I’m a writer, reader, and creative. I thought by now I’d have things figured out, but I keep coming up with more questions. I think that’s okay. I’m here most mornings pondering ordinary things and the thin places where faith intersects.
  1. Oh, this is funny and sad at the same time. It's terrifying to have that kind of fear. I'm not good in small spaces, so I get this!

  2. This was really great, I seriously blurted out a laugh when I read how you jumped on hubby's shoulders!!

    I sooo get it, as much as I do LOVE water, I have an inexpicable, irrational fear of it too.

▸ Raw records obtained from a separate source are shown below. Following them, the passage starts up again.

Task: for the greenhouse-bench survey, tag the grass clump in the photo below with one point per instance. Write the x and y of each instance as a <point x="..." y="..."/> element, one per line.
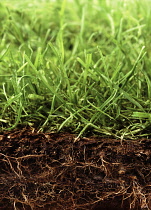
<point x="76" y="65"/>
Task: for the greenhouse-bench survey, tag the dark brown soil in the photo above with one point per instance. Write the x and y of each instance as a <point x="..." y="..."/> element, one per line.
<point x="57" y="171"/>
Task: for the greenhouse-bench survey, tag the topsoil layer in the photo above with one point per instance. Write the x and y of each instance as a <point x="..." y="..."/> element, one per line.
<point x="57" y="172"/>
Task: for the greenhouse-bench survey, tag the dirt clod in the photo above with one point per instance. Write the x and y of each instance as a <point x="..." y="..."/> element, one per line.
<point x="53" y="171"/>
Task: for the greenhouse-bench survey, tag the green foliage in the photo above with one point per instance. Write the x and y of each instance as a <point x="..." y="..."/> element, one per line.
<point x="82" y="66"/>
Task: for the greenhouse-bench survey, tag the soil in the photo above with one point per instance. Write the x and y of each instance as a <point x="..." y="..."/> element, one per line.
<point x="57" y="171"/>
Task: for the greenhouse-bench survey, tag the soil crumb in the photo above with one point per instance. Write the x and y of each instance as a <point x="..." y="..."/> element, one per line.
<point x="57" y="171"/>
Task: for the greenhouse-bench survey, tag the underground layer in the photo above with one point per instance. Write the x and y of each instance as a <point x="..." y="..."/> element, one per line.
<point x="60" y="172"/>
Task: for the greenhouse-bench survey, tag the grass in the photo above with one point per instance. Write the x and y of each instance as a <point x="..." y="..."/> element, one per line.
<point x="81" y="66"/>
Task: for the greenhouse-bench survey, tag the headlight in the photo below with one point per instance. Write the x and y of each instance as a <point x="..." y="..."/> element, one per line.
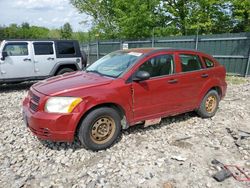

    Gripped by fear, and overcoming it?
    Ha, where do I begin mom?

    All I WILL say, is that fear really is a waste of time and energy. Would we rather wake up 20 or so years from now and REALIZE then what we wasted on FEAR, or wouldn't we prefer to wake up 20 years from now and KNOW that we faced every fear we had? It is pointless to hold onto fear of anything. It could happen the way we imagine, it really could, but, in most cases, even if it does, we will figure out how to SURVIVE!!

  3. So funny! But I'm sorry for what you went through in that moment.

    Sometimes I do get overwhelmed, and it's because I overthink and overanalyze. I have to force myself into calm, into realizing no matter what, everything will be okay.

  4. I cured it by getting out of the ocean and not going back. I do much better on the beach. I love looking at the water. Listening to it. But not submerging myself in creature-filled bodies of water (though pools are OK). Heck, I have trouble watching scuba divers in movies. I find myself struggling for breath!

  5. Jill – I get a bit short of breath in small spaces too.
    Laurinda – you are absolutely right. Most of what we worry about will never come to pass.
    Janna – Our mind can get us into this place of panic, but if we STOP we can get ourselves out too. Sounds like you have learned that lesson.
    Becky – give me the beach and a good book any day!

  6. I have claustrophobia, not terribly strong, but enough to identify with what you have written about: unreasoning fear that sends thrills and chills through your body and mind. The one thing I've learned is that it passes, if I am willing to move through it. Nothing stays static when we allow movement. Your hubby did exactly all the right things, don't you think?

  7. I think we all have. I have a fear of loss. I know it comes from losing my mother at age six, but that does nothing to quell the fear of losing my family. The way I cope with it is to take the thought and imagine a big circle surrounding it with a line through it. Then I replace the thought with a calming, or happy one. You always need to replace the thought. After a while it becomes easier and easier. Thanks for sharing such a personal and helpful memory.

  8. DJan, I like what you said about moving through it and not allowing ourselves to stay there. Good thought!

    Nancy, I lost my Mom when she was fifty-five, and one of my biggest fears as I approach that age is not so my dying, as not being here to see my family grow up. The loss of a mother is always traumatic, isn't it. I also liked what you said about replacing the fear with another thought.

  9. I have had that kind of panic is not fun…I almost knocked both my kids over one day when a mouse ran across the floor…I don't like rodent..

  10. Your husband sounds great, and I had to smile. I've never snorkled and think I would do the same thing.

    Fear is hard, especially in the middle of the night. I've read scripture before I go to bed and try to memorize a verse, saying it over and over until I sleep. Blesings**

  11. Deb – I'm so with you there! Mice and I don't mix well at all!

  12. Karen, he is great! **smile**
    Scripture helps me sometimes as well. In fact, I have been known to write out certain ones and post them around the house where I will see them often. Knowing that I am not in charge but I know the One who is, helps a lot!

  13. I pray a lot:)) In the middle of the night, I am known to wake up too and lay there thinking about all the what ifs, It can get really bad, and I try to start praying for everyone I know then.

  14. Terri I pray too; I wonder if that might be part of why we are awake.